Je travaille dans le domaine de la cybersécurité depuis des années et j’ai parfois l’impression d’avoir tout vu : il n’y a rien que les pirates informatiques puissent faire qui me surprenne, et encore moins qui me choque. Les écoute-bébés ? Piratés. Les voitures ? Maintes et maintes fois piratées, et pour toutes sortes de marques. Et pas seulement les voitures, mais aussi les stations de lavage. Jouets-robots, mangeoires pour animaux de compagnie, télécommandes de télévision… un aquarium peut-être ? Eh bien, tout a déjà été piraté !
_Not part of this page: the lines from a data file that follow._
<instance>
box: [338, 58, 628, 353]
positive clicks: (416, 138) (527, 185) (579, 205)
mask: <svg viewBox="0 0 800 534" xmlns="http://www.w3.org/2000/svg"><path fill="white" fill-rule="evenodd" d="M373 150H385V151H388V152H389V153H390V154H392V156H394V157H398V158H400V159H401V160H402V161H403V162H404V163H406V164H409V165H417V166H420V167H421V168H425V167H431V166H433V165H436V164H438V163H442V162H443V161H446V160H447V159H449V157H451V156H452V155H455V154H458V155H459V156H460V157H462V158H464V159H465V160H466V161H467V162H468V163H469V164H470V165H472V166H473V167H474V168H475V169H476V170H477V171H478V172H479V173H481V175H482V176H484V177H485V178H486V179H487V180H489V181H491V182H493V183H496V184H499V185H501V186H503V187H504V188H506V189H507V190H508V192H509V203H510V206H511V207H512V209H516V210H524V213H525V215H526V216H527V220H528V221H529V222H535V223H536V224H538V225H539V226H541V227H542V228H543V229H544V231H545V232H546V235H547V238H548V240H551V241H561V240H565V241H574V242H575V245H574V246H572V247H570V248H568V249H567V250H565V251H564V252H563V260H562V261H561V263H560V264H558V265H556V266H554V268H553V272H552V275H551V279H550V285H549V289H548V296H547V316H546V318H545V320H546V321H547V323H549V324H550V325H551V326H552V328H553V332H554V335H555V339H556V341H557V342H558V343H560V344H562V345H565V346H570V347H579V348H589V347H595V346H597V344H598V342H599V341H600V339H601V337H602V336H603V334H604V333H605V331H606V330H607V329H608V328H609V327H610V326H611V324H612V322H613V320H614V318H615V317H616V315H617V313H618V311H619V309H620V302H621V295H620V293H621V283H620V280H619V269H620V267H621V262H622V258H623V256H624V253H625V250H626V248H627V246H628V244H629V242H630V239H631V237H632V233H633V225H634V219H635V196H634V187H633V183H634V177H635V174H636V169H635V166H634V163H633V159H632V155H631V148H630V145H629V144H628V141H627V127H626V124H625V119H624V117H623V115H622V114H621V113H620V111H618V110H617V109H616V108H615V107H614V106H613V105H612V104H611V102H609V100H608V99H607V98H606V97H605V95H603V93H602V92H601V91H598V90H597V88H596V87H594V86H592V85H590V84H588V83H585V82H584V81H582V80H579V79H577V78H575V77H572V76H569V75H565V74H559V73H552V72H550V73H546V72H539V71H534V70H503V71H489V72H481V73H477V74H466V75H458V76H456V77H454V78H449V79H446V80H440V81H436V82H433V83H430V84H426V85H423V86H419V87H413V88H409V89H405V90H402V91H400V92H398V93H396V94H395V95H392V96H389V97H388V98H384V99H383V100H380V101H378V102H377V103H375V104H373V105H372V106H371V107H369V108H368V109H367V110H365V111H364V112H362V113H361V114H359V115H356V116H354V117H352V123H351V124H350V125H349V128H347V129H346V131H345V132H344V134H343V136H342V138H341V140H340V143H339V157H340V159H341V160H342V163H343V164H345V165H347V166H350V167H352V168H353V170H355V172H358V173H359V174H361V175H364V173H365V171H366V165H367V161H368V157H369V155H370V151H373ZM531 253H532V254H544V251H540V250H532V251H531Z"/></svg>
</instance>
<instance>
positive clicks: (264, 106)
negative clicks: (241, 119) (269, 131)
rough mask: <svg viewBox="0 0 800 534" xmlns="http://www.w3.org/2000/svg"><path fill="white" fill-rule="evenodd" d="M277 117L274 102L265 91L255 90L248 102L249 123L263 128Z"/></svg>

Mais qu’en est-il des vélos ? Ils semblaient être à l’abri du piratage… jusqu’à récemment. À la mi-août 2024, des chercheurs ont publié un article décrivant une cyberattaque aboutie sur un vélo. Plus précisément, sur les modèles équipés de la technologie de changement de vitesse Shimano Di2.
Boîtes de vitesses électroniques : Shimano Di2 et équivalents
Tout d’abord, quelques précisions pour ceux qui ne sont pas au fait, pour ainsi dire, des dernières tendances technologiques dans le domaine du cyclisme. Commençons par rappeler que l’entreprise japonaise Shimano est le plus grand fabricant mondial de composants de base pour les vélos, c’est-à-dire les principales pièces qui sont ajoutées à un cadre pour constituer un vélo fonctionnel, telles que les transmissions, les systèmes de freinage, etc. Bien que l’entreprise soit spécialisée dans l’équipement mécanique traditionnel, elle s’est tournée depuis quelque temps (depuis 2001) vers l’électronique.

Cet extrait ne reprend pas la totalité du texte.